If Tilly is just 'slim' and not emaciated looking she is probably just fine! If she is eating and her BMs are good she won't starve herself................
I change kibbles with almost every bag, but not because of Molly being 'picky' but because a long time exposure to a single protein can set up an allergic response in some dogs and I'd rather be safe than sorry! Dr Karen Becker has a video on the subject of food allergies.............


----------



## Mehpenn (Jan 18, 2010)

MollyMuiMa said:


> If Tilly is just 'slim' and not emaciated looking she is probably just fine! If she is eating and her BMs are good she won't starve herself................
> I change kibbles with almost every bag, but not because of Molly being 'picky' but because a long time exposure to a single protein can set up an allergic response in some dogs and I'd rather be safe than sorry! Dr Karen Becker has a video on the subject of food allergies.............
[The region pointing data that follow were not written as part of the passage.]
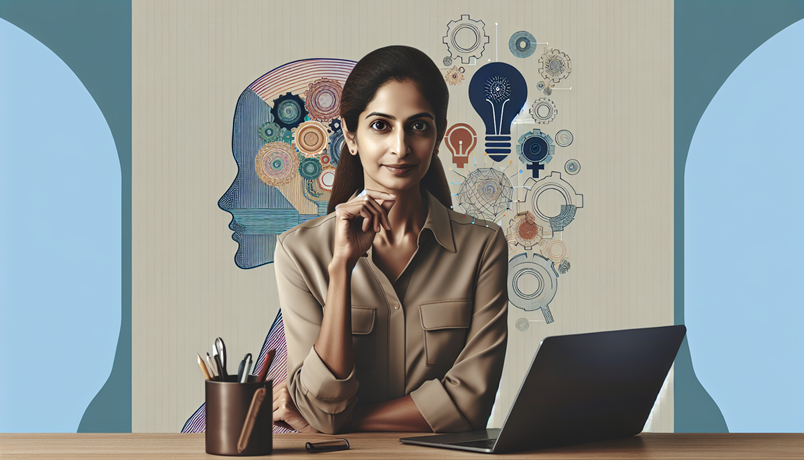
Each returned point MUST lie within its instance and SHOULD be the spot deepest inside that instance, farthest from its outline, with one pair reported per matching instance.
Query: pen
(242, 372)
(247, 370)
(211, 368)
(269, 359)
(203, 367)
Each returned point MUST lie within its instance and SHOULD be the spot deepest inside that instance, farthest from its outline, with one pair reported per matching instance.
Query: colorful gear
(323, 99)
(310, 168)
(466, 38)
(522, 44)
(535, 149)
(288, 110)
(269, 132)
(310, 138)
(525, 230)
(453, 76)
(554, 65)
(572, 166)
(335, 146)
(276, 163)
(543, 110)
(532, 283)
(564, 138)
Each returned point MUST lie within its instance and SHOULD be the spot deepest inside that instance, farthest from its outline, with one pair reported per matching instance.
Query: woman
(395, 306)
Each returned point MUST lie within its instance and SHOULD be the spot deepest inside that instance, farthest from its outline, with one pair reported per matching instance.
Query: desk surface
(386, 445)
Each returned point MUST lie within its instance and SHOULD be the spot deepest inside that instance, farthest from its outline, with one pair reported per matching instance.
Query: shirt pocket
(364, 338)
(445, 325)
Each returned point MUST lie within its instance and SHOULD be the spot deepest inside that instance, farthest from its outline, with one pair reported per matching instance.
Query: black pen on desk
(242, 370)
(211, 368)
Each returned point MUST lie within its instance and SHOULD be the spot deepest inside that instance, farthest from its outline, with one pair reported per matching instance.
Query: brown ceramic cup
(228, 403)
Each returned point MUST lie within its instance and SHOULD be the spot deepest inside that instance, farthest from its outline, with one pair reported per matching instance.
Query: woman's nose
(400, 143)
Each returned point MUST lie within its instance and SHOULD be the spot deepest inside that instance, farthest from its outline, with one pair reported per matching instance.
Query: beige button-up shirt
(437, 333)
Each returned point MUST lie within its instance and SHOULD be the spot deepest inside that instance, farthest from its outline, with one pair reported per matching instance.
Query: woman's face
(395, 139)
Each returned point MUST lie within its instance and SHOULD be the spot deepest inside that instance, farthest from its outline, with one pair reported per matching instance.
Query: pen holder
(228, 404)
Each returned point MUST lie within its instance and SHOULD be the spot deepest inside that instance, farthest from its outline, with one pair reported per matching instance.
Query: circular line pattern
(522, 44)
(323, 99)
(572, 166)
(310, 138)
(564, 138)
(275, 163)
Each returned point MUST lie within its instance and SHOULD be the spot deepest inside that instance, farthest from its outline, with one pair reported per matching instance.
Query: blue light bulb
(498, 92)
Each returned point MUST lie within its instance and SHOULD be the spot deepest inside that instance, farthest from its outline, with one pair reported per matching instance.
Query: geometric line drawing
(543, 110)
(276, 163)
(554, 65)
(526, 232)
(553, 183)
(559, 222)
(288, 110)
(310, 138)
(572, 167)
(454, 76)
(532, 283)
(466, 38)
(522, 44)
(564, 138)
(323, 99)
(535, 149)
(555, 250)
(486, 194)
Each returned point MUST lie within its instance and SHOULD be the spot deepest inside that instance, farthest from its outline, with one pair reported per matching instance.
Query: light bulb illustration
(461, 140)
(498, 92)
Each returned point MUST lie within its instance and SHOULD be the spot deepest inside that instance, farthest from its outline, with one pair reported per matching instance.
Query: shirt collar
(437, 221)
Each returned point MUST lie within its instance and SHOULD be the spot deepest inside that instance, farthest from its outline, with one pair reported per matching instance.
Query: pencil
(269, 358)
(203, 367)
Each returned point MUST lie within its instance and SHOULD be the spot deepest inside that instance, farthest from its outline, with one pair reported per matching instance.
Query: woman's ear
(351, 140)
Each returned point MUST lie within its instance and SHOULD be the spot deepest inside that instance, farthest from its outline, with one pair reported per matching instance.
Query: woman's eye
(379, 125)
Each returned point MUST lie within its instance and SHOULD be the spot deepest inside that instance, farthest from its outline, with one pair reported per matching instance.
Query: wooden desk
(386, 446)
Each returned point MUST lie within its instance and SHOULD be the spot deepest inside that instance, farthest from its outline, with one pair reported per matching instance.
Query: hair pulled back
(400, 63)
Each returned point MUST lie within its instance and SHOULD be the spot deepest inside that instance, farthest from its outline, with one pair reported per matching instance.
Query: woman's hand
(285, 413)
(358, 220)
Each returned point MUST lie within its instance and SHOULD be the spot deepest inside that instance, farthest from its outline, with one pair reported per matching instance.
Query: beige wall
(192, 59)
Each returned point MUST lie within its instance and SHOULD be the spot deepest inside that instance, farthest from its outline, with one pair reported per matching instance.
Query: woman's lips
(399, 169)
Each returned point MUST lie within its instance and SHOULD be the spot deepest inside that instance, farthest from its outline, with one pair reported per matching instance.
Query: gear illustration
(335, 146)
(543, 110)
(564, 138)
(522, 44)
(269, 132)
(525, 230)
(486, 194)
(466, 39)
(572, 166)
(276, 163)
(532, 283)
(554, 65)
(310, 138)
(310, 168)
(288, 110)
(553, 183)
(323, 99)
(535, 149)
(453, 76)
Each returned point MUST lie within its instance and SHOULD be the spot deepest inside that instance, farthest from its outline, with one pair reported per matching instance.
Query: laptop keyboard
(482, 444)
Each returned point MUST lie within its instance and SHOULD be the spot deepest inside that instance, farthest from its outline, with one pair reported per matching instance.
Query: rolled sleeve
(463, 399)
(325, 401)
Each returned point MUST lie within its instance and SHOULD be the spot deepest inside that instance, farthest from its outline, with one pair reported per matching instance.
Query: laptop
(579, 388)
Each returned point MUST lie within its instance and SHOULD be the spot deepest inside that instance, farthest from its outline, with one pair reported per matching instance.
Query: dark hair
(400, 63)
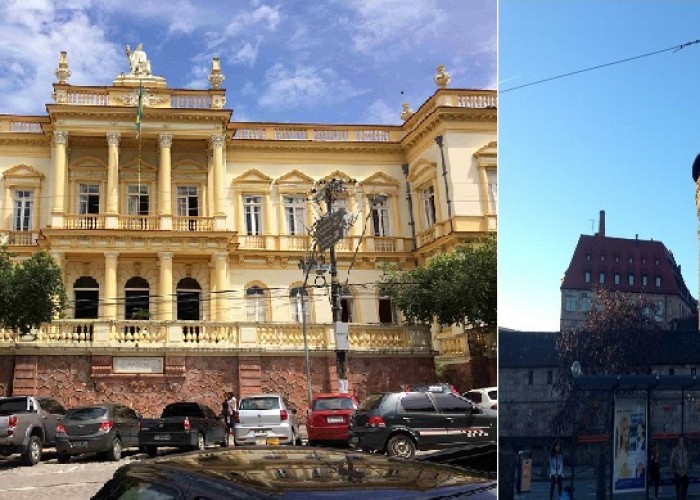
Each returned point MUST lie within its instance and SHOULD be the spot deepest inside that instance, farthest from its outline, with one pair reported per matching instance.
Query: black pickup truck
(184, 425)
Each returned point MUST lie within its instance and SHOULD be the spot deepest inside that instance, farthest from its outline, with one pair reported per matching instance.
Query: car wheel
(32, 454)
(115, 451)
(401, 446)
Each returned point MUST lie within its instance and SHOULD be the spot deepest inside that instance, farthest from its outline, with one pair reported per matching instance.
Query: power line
(675, 48)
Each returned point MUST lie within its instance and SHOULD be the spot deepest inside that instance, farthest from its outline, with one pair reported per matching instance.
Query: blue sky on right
(620, 139)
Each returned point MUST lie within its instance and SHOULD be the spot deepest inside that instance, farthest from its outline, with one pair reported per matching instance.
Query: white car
(266, 419)
(485, 398)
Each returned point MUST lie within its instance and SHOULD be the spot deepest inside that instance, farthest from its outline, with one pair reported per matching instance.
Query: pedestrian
(679, 466)
(655, 469)
(556, 468)
(231, 408)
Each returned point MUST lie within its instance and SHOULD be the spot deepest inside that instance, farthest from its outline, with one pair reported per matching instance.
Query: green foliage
(31, 291)
(457, 287)
(616, 338)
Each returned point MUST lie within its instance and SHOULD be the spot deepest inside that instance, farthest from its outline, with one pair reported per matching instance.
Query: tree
(452, 288)
(31, 291)
(617, 337)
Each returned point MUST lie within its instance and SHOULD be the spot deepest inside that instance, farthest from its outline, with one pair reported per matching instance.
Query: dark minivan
(398, 423)
(105, 428)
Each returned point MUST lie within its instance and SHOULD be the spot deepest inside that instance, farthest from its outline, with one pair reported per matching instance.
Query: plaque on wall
(134, 364)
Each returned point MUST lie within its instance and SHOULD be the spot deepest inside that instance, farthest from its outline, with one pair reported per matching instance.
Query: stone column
(165, 286)
(220, 261)
(60, 141)
(217, 144)
(113, 139)
(165, 207)
(110, 298)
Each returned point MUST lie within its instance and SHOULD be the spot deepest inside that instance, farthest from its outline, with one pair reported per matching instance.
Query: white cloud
(33, 35)
(379, 112)
(303, 86)
(382, 22)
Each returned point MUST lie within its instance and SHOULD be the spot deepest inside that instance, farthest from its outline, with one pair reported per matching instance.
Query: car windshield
(371, 402)
(86, 413)
(266, 403)
(19, 405)
(333, 404)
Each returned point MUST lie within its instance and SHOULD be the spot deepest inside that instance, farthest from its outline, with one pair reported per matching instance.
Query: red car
(329, 417)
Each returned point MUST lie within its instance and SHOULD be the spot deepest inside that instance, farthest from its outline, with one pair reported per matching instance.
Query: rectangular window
(570, 303)
(22, 216)
(252, 207)
(89, 199)
(137, 199)
(187, 201)
(586, 303)
(295, 214)
(428, 202)
(381, 223)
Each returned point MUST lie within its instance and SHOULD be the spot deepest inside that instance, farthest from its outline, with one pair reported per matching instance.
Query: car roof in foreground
(296, 472)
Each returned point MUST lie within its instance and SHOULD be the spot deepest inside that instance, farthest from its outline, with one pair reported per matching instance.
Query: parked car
(266, 419)
(28, 425)
(329, 416)
(293, 472)
(106, 429)
(185, 425)
(399, 423)
(437, 387)
(486, 398)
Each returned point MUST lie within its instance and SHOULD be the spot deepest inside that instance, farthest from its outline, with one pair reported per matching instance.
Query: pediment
(380, 179)
(338, 175)
(22, 170)
(253, 176)
(295, 177)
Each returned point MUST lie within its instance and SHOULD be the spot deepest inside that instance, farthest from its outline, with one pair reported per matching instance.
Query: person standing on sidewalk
(655, 469)
(556, 468)
(679, 466)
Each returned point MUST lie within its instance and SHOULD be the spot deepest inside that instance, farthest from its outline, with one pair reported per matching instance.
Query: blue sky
(620, 139)
(340, 61)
The only real reason I keep with the River Run is because that's honestly the only food we've found that doesn't make Greta sick. 
I'm not opposed to buying a different brand for Tilly. I've tried a couple, with the same results. She absolutely refused to eat the Taste of the Wild. sge kinda halfway ate the Blue, about as good as she eats the River Run.


----------



## shell (Jul 10, 2015)

My Tucker has always been on the slim side and oh so picky about food. I home cooked for him for a long time, until I got tired of him turning his nose up at meals that I spent hours making. Now, I feed kibble twice a day. If he eats, great, if he does not, then I know he will be all the more excited for his next meal. After several years of catering to it, I am done. He has never starved himself.


----------



## bigpoodleperson (Jul 14, 2009)

I have a very picky eater as well that is super skinny. He might get excited about a new food for a few weeks and then is done. It is just him, and I mostly just let him eat what he wants.

If your dog eats it, and is skinny but otherwise okay then I would let it go. Don't try and cater to her as it seems she doesn't care. My advise with personal experience is to just let her be.


----------



## FireStorm (Nov 9, 2013)

Hans was never a big fan of kibble and was always kind of lean. He does seem to like both the Natures Logic and the Wysong kibbles though. They are the only ones he will consistently eat without a topper, and they are small pieces. I rotate through all the different versions of those because I'm of the same mindset as MollyMuiMa regarding allergies. I also buy small bags (Wysong only comes in 5lb bags, Natures logic comes in a few sizes) or freeze part of it if I buy a big bag because Hans will not eat it if it gets stale. He only eats 1 cup of kibble a day, and then some raw, so a 5lb bag lasts us a while.


----------



## MollyMuiMa (Oct 13, 2012)

A good point about buying/storing kibble! Nutritionally wise an opened bag of kibble is only really good for 2 weeks according to an article called "How Long Does Kibble Last"
GOOGLE it....it might be why your dog turns it's nose up at it's food because as you know a dog's sense of smell is 200x better than a human's ...............I also freeze my kibble cuz a 5lb bag lasts me more than 6wks!!


----------



## Mehpenn (Jan 18, 2010)

With the five dogs all eating the same thing, we go through a bag of kibble in two weeks. So it shouldn't be stale.


----------



## aasteapots (Oct 6, 2013)

Mehpenn said:


> Characters:Question: in an attempt to encourage Tilly's appetite, I would be willing to change/adjust her diet. Suggestions are welcome.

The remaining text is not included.